Carbohydrates consist of sugars, oligosaccharides, and polysaccharides. These components are found in a large range of foods in the diet and have variable effects on digestion, blood sugar levels, and impacts on health. Despite the evidence accumulated from biological and epidemiological studies and non-randomised clinical trials, there are still no randomised, controlled trials for analysing the efficacy and safety of carbohydrates in improving cognitive performance in this review. Thus, we need more studies on different types of carbohydrates, particularly those from fruit, vegetable and whole grain sources, for older adults with normal cognition and mild cognitive impairment in order to understand the role of this nutrient in the prevention or reduction of cognitive decline.
Mild cognitive impairment (MCI) is an intermediate state between normal cognition and dementia in which daily function is largely intact. This condition may present an opportunity for research into the prevention of dementia. Carbohydrate is an essential and easily accessible macronutrient which influences cognitive performance. A better understanding of carbohydrate-driven cognitive changes in normal cognition and mild cognitive impairment may suggest ways to prevent or reduce cognitive decline.
To assess the effectiveness of carbohydrates in improving cognitive function in older adults.
We searched ALOIS, the Cochrane Dementia and Cognitive Improvement Group Specialized Register on 22 June 2010 using the terms: carbohydrates OR carbohydrate OR monosaccharides OR disaccharides OR oligosaccharides OR polysaccharides OR CARBS. ALOIS contains records from all major healthcare databases (The Cochrane Library, MEDLINE, EMBASE, PsycINFO, CINAHL, LILACS) as well as from many trial databases and grey literature sources.
All randomised controlled trials (RCT) that have examined the efficacy of any form of carbohydrates in normal cognition and MCI.
One review author selected and retrieved relevant articles for further assessment.
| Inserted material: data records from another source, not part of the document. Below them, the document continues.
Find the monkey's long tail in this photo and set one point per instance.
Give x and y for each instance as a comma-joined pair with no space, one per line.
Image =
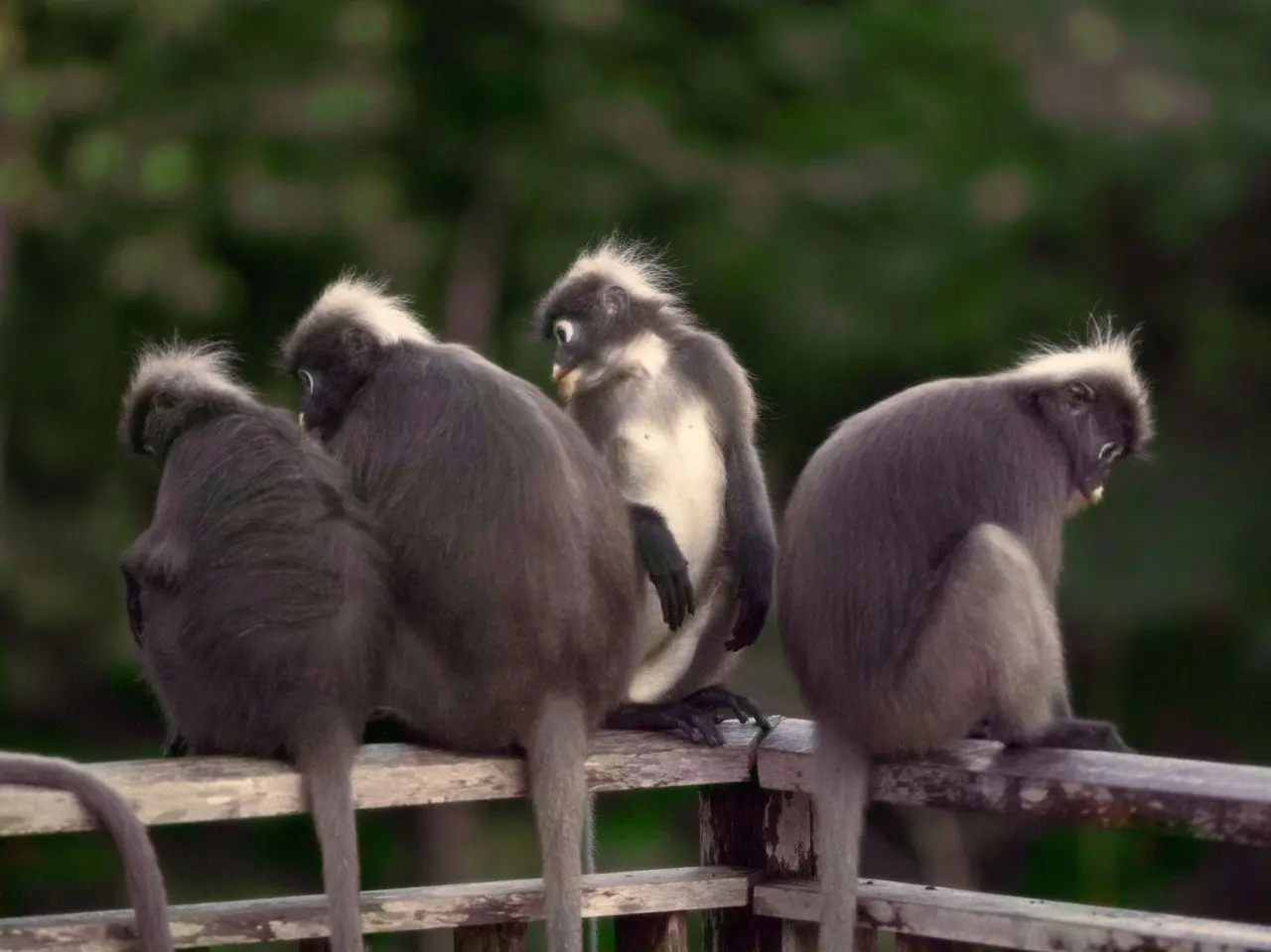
556,753
842,791
328,769
141,872
590,927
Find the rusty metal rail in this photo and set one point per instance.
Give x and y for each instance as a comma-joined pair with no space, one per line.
755,886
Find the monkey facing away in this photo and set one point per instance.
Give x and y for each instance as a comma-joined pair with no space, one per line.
105,805
917,580
674,415
512,554
258,593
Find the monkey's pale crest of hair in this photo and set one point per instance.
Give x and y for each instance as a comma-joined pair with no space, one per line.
385,317
1106,352
187,366
634,264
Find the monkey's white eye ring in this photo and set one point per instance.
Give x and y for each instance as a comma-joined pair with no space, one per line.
1108,452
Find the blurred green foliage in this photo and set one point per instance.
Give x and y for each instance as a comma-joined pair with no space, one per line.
858,196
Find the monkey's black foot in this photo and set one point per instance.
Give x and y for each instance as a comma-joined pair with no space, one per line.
718,697
1079,734
981,731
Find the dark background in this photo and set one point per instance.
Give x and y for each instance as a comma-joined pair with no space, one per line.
859,198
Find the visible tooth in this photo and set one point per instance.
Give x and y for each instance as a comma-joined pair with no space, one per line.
567,383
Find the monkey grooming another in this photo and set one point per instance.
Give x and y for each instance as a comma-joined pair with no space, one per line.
512,554
114,815
258,593
674,415
917,580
The remaining authors independently assessed whether any of the retrieved trials should be included. Disagreements were resolved by discussion.
There is no suitable RCT of any form of carbohydrates involving independent-living older adults with normal cognition or mild cognitive impairment.
There are no suitable RCTs on which to base any recommendations about the use of any form of carbohydrate for enhancing cognitive performance in older adults with normal cognition or mild cognitive impairment. More studies of many different carbohydrates are needed to tease out complex nutritional issues and further evaluate memory improvement.